Key Vocabulary & Abbreviations

• Ligand = chemical messenger (NT, hormone, cytokine, etc.)

• Receptor = sensing protein (may be channel, enzyme, GPCR, or intracellular TF).

• TMP = Trans-membrane protein.

• GPCR = G-protein–coupled receptor.

• RTK = Receptor tyrosine kinase.

• HRE = Hormone response element.

• TF = Transcription factor.

• cAMP = $\text{3',5'}$-cyclic adenosine monophosphate.

• cGMP = $\text{3',5'}$-cyclic guanosine monophosphate.

• IP$_3$ = Inositol $1,4,5$-trisphosphate.

• DAG = Diacylglycerol.

Study Checklist / Action Items

• Master Tables 5.1–5.6; know characteristics of every messenger class.

• Memorize the 5 major second messengers & their paired enzymes/receptors.
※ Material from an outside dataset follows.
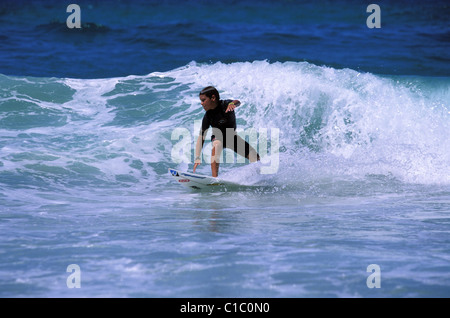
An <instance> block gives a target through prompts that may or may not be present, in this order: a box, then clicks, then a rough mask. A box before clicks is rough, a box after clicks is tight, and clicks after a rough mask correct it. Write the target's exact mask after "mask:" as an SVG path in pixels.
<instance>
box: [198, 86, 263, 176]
mask: <svg viewBox="0 0 450 318" xmlns="http://www.w3.org/2000/svg"><path fill="white" fill-rule="evenodd" d="M199 98H200V102H201V104H202V106H203V109H204V110H205V111H206V113H205V115H204V116H203V121H202V127H201V129H200V134H199V136H198V139H197V145H196V147H195V160H194V173H195V169H197V167H198V165H199V164H200V163H201V158H200V155H201V152H202V149H203V144H204V142H205V136H206V132H207V130H208V129H209V127H212V128H213V131H212V136H211V142H212V151H211V172H212V176H213V177H217V176H218V174H219V161H220V155H221V154H222V150H223V147H226V148H229V149H232V150H234V152H236V153H237V154H239V155H241V156H243V157H245V158H247V159H248V160H249V161H250V162H256V161H259V160H260V158H259V154H258V153H257V152H256V150H255V149H254V148H253V147H252V146H250V145H249V144H248V143H247V142H246V141H245V140H244V139H242V138H241V137H239V136H238V135H237V134H236V115H235V113H234V110H235V108H236V107H238V106H239V105H240V104H241V102H240V101H239V100H229V99H227V100H221V99H220V95H219V92H218V91H217V89H216V88H215V87H213V86H208V87H205V88H204V89H202V90H201V92H200V94H199Z"/></svg>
• Practice labeling synapse vs neuroglandular vs neuromuscular junction.

• Trace cAMP cascade start-to-finish; be able to annotate each amplification step.

• Correlate solubility → receptor location → molecular mechanism (hydrophilic vs lipophilic).

• Review calcium-dependent events (secretion, muscle contraction, membrane potential changes).

• Re-draw gap junction scheme & list all tissues that use it.

• Understand peptide hormone synthesis (pre-pro → pro → active) & secretion via exocytosis.